Welcome to sailnet. I'd highly recommend you read the thread linked in my signature to get the most out of your time on Sailnet. Also, you really should check the dates on the threads before reviving them.


----------



## artbyjody (Jan 4, 2008)

djodenda said:


> But we're all going to be nice, and welcome Nifty, right?
> 
> David


At least we can forgive him for the Revival as it was not related to BF's almost weekly monthly post to the Solar Thread...

Welcome aboard Nifty


----------



## blt2ski (May 5, 2005)

I can say the same thing about my mid 80's Arcadia, also designed by Tony Castro, as was the sunshine 36/38 depending upon if it had a sugar scoop or not!

Welcome nifty

Marty


----------



## bestfriend (Sep 26, 2006)

blt2ski said:


> I can say the same thing about my mid 80's Arcadia, also designed by Tony Castro, as was the sunshine 36/38 depending upon if it had a sugar scoop or not!
> 
> Welcome nifty
> 
> Marty


Ahh, Tony Castro design. I knew I liked it for a reason.


----------



## TSOJOURNER (Dec 16, 1999)

Dang, i thought this thread was about a chick i used to get freaky with, not a friggen boat


----------



## bestfriend (Sep 26, 2006)

uspirate said:


> Dang, i thought this thread was about a chick i used to get freaky with, not a friggen boat


You used to get freaky with a chick named Tony? Dude....


----------



## TSOJOURNER (Dec 16, 1999)

bestfriend said:


> You used to get freaky with a chick named Tony?
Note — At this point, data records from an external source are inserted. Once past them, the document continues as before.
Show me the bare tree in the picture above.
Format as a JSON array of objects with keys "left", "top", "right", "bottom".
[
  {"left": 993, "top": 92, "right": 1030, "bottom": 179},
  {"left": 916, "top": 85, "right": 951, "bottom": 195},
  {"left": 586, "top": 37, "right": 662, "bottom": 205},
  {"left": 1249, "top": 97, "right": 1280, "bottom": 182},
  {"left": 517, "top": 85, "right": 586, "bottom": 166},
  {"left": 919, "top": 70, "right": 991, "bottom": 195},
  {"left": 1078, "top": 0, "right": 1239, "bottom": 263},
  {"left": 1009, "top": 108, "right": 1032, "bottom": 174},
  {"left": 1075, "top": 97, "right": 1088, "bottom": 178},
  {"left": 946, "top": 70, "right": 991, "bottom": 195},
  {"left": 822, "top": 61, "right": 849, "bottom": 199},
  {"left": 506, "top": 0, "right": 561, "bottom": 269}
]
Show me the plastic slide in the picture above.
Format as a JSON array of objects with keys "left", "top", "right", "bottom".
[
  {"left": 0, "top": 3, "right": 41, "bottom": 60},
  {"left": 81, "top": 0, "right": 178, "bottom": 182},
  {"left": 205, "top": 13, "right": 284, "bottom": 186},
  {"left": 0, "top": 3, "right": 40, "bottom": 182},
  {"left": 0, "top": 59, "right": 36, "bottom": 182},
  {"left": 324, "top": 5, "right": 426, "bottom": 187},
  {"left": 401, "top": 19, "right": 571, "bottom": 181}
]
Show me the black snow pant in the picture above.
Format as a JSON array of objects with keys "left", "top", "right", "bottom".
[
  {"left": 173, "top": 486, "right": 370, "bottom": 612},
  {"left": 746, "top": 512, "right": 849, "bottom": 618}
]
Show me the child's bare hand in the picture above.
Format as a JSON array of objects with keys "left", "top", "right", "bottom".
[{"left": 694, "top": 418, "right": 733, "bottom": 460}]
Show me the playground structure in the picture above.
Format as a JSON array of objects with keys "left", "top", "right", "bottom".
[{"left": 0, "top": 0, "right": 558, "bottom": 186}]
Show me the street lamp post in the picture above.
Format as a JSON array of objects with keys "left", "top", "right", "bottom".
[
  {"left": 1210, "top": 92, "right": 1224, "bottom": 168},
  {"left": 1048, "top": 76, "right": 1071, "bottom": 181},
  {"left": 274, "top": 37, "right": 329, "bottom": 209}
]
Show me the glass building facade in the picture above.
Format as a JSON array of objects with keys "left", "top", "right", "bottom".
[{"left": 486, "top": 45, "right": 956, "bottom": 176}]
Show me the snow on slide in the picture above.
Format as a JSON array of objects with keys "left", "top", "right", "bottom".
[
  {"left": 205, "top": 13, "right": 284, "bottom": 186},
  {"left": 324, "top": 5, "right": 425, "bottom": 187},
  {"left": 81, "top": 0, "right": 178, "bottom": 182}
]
Dude....


 well toni looked like a chick but i was a wondering about the adams apple


----------



## blt2ski (May 5, 2005)

I've seen picks of this Tony, not very pretty!!

Oh Nifty

Don;t worry tooo much about SD, but if you have any questions for him, email him at SD at sailnetmoderatorwannabe dot com!

Marty


----------